I wrote this 35,000 feet somewhere above Manitoba on my way home from giving a talk @ Social Media Camp 2014 in Victoria, BC. I booked an early flight home in order to spend the rest of the day with my family – including my 1-year old pup Willow.
As we sat on the tarmac, I was staring blankly out my window, and noticed an Air Canada plane (Flight AC190) also preparing to leave. Two baggage handlers were loading a final few large items into the cargo hold – one of which was a large dog crate.
Flying is stressful enough for most people. Flying for animals must be downright terrifying. I wondered how the pooch was faring, and I could see from my vantage point that the dog wasn’t calm inside the crate. Maybe barking, maybe nipping- probably scared out of its mind. Whatever it was doing, it was unsettled.
What happened next made my day.
Both baggage handlers walked to opposite ends of the crate, and – as gently as if they were carrying a stroller with a baby inside – lifted and positioned the crate onto the conveyer belt.
One of the handlers quickly realized that the dog was sitting/cowering at the lower end of the crate, and was worried it was going to topple. The other handler – without pause, got on the conveyor with the dog and held it snugly in place as it made the journey up the ramp, to make a gentle hand-off to his colleague in the belly of the plane. Once he was confident his package was delivered, he hopped down and carried on with his duties.
And there I was, unbeknownst to them, taking pictures and planning a post.
Serving customers in the social age sucks
The reality is people use social media to complain about service experiences – rarely to praise them. Especially when a public airing of grievances delivers better, faster customer service – or even free stuff. Unfortunately, sometimes sharing bad service is warranted, as was the case recently with another pair of baggage handlers.
Like it or not, anyone in the service industry today – like these baggage handlers – is subject to intense and unforgiving scrutiny by anyone equipped with a smart phone and a twitter handle. It seems to me that people are purposefully looking for employees to screw up, and share via social.
Anyone who has done a stint in the service industry (like me) knows how hard it is to have a bad day and “be on”. You also make honest mistakes that are sometimes beyond your control. Too bad. People don’t care. Customer service is the social age isn’t fair.
Watching these two guys reminded me that every employee has the power to build or burn your brand by the actions they take.
Whether they’re front-line fast food clerks, or senior executives– employees and their actions are the single-greatest branding tool organizations have. Forget advertising. Forget marketing. Remember your people.

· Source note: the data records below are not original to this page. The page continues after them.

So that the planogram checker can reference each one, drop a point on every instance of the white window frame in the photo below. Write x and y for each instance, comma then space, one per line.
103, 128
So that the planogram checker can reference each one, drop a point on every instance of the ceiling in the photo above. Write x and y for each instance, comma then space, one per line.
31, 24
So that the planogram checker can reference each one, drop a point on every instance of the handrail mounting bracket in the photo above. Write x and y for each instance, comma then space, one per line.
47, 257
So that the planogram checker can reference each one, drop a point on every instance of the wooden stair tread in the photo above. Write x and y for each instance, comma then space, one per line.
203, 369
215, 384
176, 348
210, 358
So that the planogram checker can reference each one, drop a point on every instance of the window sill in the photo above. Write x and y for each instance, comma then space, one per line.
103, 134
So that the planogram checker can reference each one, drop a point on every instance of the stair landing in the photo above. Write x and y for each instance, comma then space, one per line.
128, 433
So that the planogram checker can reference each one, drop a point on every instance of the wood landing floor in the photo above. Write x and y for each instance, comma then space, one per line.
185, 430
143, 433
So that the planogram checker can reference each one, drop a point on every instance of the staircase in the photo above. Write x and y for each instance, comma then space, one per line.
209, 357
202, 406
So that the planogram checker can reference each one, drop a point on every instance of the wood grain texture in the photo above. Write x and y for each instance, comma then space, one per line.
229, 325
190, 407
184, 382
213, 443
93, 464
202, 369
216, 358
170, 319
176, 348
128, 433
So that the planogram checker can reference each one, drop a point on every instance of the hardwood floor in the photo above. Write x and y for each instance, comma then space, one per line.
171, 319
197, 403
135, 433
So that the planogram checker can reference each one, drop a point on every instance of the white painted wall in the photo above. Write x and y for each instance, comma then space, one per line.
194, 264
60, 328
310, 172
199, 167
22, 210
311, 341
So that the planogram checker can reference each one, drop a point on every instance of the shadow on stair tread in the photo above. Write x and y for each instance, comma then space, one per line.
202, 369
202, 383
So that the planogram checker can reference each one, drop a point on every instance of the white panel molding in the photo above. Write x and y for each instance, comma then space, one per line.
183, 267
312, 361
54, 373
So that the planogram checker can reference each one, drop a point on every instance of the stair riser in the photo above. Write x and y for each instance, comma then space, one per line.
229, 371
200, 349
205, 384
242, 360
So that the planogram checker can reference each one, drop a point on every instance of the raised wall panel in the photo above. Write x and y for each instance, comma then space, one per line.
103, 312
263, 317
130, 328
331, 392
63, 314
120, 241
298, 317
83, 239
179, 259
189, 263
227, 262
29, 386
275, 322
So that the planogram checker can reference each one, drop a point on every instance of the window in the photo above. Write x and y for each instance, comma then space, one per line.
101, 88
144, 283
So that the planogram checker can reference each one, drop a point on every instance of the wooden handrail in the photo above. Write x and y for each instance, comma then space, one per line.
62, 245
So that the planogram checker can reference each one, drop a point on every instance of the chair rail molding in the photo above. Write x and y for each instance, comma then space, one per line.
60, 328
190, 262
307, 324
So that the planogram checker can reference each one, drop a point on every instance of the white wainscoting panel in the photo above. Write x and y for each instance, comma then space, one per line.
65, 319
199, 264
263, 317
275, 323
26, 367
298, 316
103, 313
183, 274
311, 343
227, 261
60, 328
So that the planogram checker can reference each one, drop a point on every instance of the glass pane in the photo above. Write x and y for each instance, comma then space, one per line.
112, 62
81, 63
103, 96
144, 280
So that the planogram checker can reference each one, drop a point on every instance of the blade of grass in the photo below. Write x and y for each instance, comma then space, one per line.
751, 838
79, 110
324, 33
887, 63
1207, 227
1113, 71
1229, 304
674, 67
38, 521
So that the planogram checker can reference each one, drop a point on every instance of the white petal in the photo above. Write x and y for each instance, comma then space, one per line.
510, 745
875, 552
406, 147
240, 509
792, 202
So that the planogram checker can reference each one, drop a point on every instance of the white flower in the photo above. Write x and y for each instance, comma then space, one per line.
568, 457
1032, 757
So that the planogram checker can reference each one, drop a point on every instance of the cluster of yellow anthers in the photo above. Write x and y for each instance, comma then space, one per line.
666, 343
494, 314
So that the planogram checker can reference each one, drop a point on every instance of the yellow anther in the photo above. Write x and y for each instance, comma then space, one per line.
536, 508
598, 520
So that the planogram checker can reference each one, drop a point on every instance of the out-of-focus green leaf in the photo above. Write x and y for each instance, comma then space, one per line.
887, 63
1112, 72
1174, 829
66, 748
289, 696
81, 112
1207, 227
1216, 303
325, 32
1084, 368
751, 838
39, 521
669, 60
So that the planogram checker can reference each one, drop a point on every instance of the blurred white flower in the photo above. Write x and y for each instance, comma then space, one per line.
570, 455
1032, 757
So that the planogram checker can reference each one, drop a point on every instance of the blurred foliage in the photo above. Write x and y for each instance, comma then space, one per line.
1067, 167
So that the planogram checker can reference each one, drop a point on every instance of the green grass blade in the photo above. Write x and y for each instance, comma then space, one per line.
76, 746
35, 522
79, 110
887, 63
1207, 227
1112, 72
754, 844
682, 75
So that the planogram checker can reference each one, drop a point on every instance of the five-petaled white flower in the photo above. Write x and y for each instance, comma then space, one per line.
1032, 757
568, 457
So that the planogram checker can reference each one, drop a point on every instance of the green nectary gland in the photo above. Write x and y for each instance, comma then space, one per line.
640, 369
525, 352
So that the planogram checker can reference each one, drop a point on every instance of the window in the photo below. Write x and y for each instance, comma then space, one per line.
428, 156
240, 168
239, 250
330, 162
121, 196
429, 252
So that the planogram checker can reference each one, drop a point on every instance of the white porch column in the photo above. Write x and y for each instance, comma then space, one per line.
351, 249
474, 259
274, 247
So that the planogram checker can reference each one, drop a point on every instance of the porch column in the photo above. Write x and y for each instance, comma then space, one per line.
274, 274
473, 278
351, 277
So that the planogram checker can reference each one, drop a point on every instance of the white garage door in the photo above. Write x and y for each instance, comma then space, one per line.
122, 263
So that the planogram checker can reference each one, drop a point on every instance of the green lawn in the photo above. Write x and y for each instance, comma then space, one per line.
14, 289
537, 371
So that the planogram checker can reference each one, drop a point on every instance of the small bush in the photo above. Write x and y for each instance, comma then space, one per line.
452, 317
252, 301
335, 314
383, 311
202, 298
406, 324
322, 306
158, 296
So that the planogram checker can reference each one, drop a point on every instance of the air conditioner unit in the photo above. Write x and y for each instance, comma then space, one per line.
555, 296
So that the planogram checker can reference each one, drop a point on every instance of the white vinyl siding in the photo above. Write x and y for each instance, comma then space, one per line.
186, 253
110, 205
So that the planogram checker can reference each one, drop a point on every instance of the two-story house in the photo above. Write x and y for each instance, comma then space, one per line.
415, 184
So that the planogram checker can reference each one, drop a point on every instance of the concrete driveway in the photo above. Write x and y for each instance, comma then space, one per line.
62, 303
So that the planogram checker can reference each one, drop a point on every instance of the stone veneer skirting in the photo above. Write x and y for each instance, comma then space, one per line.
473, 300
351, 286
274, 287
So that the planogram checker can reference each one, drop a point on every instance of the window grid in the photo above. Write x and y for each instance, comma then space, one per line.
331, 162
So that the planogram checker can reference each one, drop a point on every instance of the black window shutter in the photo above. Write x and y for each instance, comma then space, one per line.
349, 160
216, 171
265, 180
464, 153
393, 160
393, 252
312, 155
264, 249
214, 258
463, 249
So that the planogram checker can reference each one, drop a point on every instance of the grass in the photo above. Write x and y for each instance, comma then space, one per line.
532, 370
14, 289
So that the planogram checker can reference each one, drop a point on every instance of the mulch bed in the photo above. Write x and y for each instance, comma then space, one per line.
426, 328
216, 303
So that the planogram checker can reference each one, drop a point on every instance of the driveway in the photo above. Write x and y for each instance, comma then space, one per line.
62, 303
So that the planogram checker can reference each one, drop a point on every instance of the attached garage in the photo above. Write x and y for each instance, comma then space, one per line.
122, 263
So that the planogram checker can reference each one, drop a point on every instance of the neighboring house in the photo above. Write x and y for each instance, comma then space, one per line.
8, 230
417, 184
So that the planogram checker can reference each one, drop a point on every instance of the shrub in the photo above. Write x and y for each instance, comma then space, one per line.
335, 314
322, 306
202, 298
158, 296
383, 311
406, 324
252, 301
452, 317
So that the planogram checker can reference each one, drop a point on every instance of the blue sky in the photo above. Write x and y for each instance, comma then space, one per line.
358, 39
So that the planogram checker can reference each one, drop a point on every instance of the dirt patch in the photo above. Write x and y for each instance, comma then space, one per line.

To mitigate the impact of a public kvetch-fest kicked off by a public service gaffe, here are five simple things your organization needs start doing.
- Regularly remind employees that the mike is hot, and the camera’s on. Like it or not – Big Brother is not just watching, but tweeting, instagramming, and facebooking.
- Listen to what people say about your business online. Seems like a no-brainer, and yet many organizations don’t- or find out about an issue way too late.
- Recognize customers are talking about you behind your back. Remember there are private conversations you can’t hear on Facebook and email that inform perceptions of your brand. Maximize every opportunity to surprise and delight clients – old and new.
- Be prepared for the expected unexpected. Have a timely triage process in place for when (not if) things do go sideways.
- Recognize employees. Celebrate team members that do get public praise. Turn their behaviour into best-practices.
I don’t know if these two baggage handlers work for Air Canada, or the local airport. It doesn’t really matter. What matters is that I saw two guys take good care of some precious cargo. For the simple act of taking care, I feel they should be thanked. And I hope Air Canada (or Victoria International Airport) recognizes them for doing a job well done. I’m sure I speak on behalf of the dog’s owner too.
If I ever have to go through the stress of flying somewhere with Willow, I hope she has these two guys to welcome her aboard.